An airline hub is like the center of a wheel. Passengers flying from a city on a spoke of the wheel must fly first to the hub before flying to a city located on another spoke. By gathering passengers at a city on the spoke and routing them at the hub to a variety of other cities, airlines may find it economical to provide air service to localities that they otherwise could not afford to serve.

As Orr explained it, instead of flying 10 flights each from one point to another, an airline can fly those flights to a hub and hook up with 10 other flights, giving the airline 100 sales possibilities for each 10 it had under the traditional system.

Having the hub with its hourly service to New York and Atlanta and three daily flights to Los Angeles has been good for business in Charlotte, Orr said. And the addition of international service in 1987 has helped attract 400 international firms to the Charlotte area. When USAir began flights to London there were 15 British firms doing business in Charlotte. Now there are 33, Orr said.

In the late 1970s, local officials sat down with representatives of the airlines and developed a design for a terminal that would meet the airlines' needs. The terminal was built to be easily expandable and it was built within a budget the city could afford, Orr said. The terminal was completed in 1982 and the city has been adding to it ever since.

When the planning was begun, the Charlotte airport was a hub for now-defunct Eastern Airlines and the new terminal was designed as an Eastern hub. In the early 1970s Eastern had 83 percent of the air traffic at the airport with 100 departures a day.

By the early 1980s and the coming of airline deregulation, Piedmont Airlines - which would become part of USAir - had grown beyond its role as a regional carrier and had developed its own hub operation at the airport. The airport became a USAir hub in 1989.

In 1982, the year the first stage of the present terminal opened, 2.8 million passengers boarded planes through its gates. In 1992, that figure had grown to 9 million, and Orr says the airport can comfortably handle twice that number.

By comparison, the Roanoke Regional Airport has 51 scheduled airline departures daily and will board roughly 360,000 passengers this year based on the current pace.

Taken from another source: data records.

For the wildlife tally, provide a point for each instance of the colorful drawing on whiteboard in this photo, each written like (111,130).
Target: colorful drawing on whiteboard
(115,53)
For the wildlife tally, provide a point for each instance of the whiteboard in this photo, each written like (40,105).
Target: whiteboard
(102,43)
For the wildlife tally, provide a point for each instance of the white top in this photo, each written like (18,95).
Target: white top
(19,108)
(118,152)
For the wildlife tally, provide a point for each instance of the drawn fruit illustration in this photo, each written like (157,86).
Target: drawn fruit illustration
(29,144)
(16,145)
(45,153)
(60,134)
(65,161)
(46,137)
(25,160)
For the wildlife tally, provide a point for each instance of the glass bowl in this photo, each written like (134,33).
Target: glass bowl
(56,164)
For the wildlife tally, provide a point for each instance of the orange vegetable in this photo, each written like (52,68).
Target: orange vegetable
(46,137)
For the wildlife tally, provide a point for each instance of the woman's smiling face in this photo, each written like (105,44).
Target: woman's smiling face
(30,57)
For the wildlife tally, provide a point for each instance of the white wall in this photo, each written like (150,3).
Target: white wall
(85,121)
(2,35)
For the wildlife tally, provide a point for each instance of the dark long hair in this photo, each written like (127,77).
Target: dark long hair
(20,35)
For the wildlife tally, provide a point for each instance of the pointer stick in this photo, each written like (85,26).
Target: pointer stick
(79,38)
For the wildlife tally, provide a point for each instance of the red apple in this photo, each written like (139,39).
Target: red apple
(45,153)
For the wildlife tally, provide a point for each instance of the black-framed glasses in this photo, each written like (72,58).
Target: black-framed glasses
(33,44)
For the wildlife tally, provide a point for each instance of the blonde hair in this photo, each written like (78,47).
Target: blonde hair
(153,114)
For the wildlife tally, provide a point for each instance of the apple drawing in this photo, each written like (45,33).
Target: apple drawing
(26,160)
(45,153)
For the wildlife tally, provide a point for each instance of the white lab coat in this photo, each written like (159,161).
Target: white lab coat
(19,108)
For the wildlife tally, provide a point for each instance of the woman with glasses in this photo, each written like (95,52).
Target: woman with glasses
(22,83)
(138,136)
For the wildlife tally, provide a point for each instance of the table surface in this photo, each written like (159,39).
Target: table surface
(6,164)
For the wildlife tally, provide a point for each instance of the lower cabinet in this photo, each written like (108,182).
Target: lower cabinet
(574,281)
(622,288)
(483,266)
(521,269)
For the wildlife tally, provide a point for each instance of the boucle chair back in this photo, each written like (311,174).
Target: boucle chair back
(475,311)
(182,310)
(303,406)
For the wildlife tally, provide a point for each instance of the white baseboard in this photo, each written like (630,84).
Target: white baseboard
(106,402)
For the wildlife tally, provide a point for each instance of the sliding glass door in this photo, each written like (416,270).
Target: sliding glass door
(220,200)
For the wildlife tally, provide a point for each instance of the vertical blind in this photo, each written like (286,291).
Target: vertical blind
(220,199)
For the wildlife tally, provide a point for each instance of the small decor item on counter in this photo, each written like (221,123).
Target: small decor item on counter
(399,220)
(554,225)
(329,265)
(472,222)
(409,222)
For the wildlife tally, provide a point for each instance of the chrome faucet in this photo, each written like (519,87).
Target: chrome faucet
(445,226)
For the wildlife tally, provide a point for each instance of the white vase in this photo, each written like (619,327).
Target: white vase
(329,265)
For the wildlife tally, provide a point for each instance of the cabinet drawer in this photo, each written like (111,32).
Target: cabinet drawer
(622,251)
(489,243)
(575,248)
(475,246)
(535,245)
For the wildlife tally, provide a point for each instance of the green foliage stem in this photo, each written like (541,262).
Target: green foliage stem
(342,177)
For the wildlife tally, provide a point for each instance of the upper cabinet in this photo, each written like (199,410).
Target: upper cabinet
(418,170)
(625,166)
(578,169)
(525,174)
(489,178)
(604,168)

The expanded Charlotte terminal has commercial space managed by the Host Marriott Corp. for a variety of shops and restaurants. But many businesses, including a planned Burger King, a Body Shop store and Tie Rack, are not yet open. Cheers, a cafe-bar that features memorabilia from the popular television program, is open.

Passengers either can walk or ride a tree-lined moving sidewalk between the D and C concourses on one end of the terminal and the A and B concourses on the other. Passengers arriving from Roanoke on USAir usually arrive at Gate C8, and if their flight is to a destination west of Charlotte may have to make a connection in the B concourse.

With an eye toward the future, a space was left between the parking garages in front of the terminal through which a light commuter rail line could pass. The city has been discussing the possibility of running rail service to the terminal, which would pass by the new stadium for the Charlotte Panthers National Football League team and a new civic center on its way into downtown.

The city worked hard to avoid having to build multiple terminals at the airport like some cities have done, Orr said.

Charlotte's business is business, and the larger terminal is designed to reflect the city's international outlook.